Refleksi Kesadaran di Hari Batik Nasional

Berkat sentuhan kreatif anak bangsa kini tampilan Batik menjadi terlihat lebih modern. Bahkan hasilnya sangat memukau. Karena ukiran batik yang semakin mengesankan, anak muda millenial saat ini mulai menggandrungi batik sebagai pakaian resmi mereka.
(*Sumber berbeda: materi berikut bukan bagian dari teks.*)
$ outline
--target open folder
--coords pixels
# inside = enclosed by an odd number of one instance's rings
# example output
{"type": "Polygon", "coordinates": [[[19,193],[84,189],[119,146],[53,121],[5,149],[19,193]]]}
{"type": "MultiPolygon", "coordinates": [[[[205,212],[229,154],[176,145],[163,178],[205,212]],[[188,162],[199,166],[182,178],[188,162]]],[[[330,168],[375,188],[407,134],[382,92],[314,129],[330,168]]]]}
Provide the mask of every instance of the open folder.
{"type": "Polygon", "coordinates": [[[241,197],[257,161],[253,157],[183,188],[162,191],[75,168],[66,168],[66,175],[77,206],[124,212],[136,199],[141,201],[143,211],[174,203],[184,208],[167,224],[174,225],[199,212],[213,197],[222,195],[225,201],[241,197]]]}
Refleksi Kesadaran di Hari Batik Nasional
M Fadlan Sudrajat

Hari ini Rabu (2/10/2019), perayaan Hari Batik Nasional yang kesatu dasawarsa kembali dirayakan. Seluruh elemen masyarakat, khususnya seluruh pejabat dan pegawai yang bekerja di lingkungan pemerintah wajib "membatik"(mengenakan batik). Hal ini sesuai dengan imbauan dari Kemendagri dalam Surat Edaran Nomor 003.3/10132/SJ tentang Pemakaian Baju Batik dalam Rangka Hari Batik Nasional 2 Oktober 2019.
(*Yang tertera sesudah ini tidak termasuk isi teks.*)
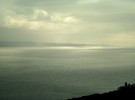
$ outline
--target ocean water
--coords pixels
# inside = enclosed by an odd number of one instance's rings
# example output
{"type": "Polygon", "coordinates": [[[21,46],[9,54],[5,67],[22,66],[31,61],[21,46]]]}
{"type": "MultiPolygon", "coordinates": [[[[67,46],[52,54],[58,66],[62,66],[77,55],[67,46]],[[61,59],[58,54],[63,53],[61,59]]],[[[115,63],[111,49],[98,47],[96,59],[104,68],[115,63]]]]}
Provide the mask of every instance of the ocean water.
{"type": "Polygon", "coordinates": [[[135,49],[0,48],[0,100],[66,100],[135,82],[135,49]]]}

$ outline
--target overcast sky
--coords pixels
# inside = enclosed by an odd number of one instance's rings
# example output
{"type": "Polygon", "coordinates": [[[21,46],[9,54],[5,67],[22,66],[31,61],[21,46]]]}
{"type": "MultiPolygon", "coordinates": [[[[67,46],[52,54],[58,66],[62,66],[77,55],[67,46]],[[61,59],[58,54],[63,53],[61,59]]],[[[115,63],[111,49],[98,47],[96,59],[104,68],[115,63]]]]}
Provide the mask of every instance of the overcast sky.
{"type": "Polygon", "coordinates": [[[135,47],[135,0],[0,0],[0,41],[135,47]]]}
Sejatinya, Batik adalah ikon budaya bangsa yang memiliki keunikan dan filosofi mendalam. Dulu, Batik merupakan salah satu pakaian yang hanya bisa dikenakan oleh keluarga besar Keraton. Hingga pada sekitar akhir abad ke-18 atau awal abad ke-19 batik mulai dikenal oleh masyarakat di luar keraton, dan hingga saat ini dikenal oleh seluruh lapisan masyarakat.

Batik mulai dikenal oleh masyarakat Internasional sejak Presiden Kedua Indonesia, Soeharto pada pertengahan tahun 80-an kerap menjadikan batik sebagai cinderamata bagi tamu-tamu negara. Kini Batik sudah dikenal di mata dunia, bahkan pada 2 Oktober 2009,  UNESCO telah menetapkan Batik  sebagai Warisan Kemanusiaan untuk Budaya Lisan dan Non-Bendawi.
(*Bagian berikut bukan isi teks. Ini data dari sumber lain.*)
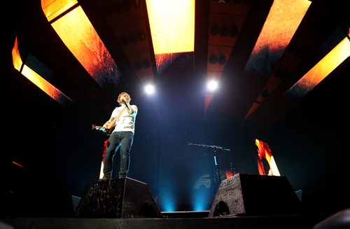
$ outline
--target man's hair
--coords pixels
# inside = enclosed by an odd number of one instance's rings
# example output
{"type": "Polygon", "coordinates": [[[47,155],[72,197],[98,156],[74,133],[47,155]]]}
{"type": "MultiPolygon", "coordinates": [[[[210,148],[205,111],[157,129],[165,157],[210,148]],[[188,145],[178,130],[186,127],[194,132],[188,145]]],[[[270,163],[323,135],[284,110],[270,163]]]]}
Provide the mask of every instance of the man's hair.
{"type": "Polygon", "coordinates": [[[119,94],[119,95],[118,96],[118,99],[117,99],[117,102],[119,104],[119,105],[122,105],[122,101],[120,100],[120,97],[122,95],[126,95],[129,97],[129,99],[130,99],[130,100],[129,100],[129,102],[131,101],[131,97],[130,97],[130,95],[127,94],[127,92],[120,92],[120,94],[119,94]]]}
Penetapan Hari Batik Nasional ini sebenarnya sebagai upaya untuk meningkatkan martabat bangsa Indonesia dan citra positif di forum internasional. Selain itu juga untuk menumbuhkan kebanggaan dan kecintaan masyarakat terhadap kebudayaan Indonesia.

Berkat sentuhan kreatif anak bangsa kini tampilan batik menjadi terlihat lebih modern. Bahkan hasilnya sangat memukau. Karena ukiran batik yang semakin mengesankan, anak muda millenial saat ini mulai menggandrungi batik sebagai pakaian resmi mereka.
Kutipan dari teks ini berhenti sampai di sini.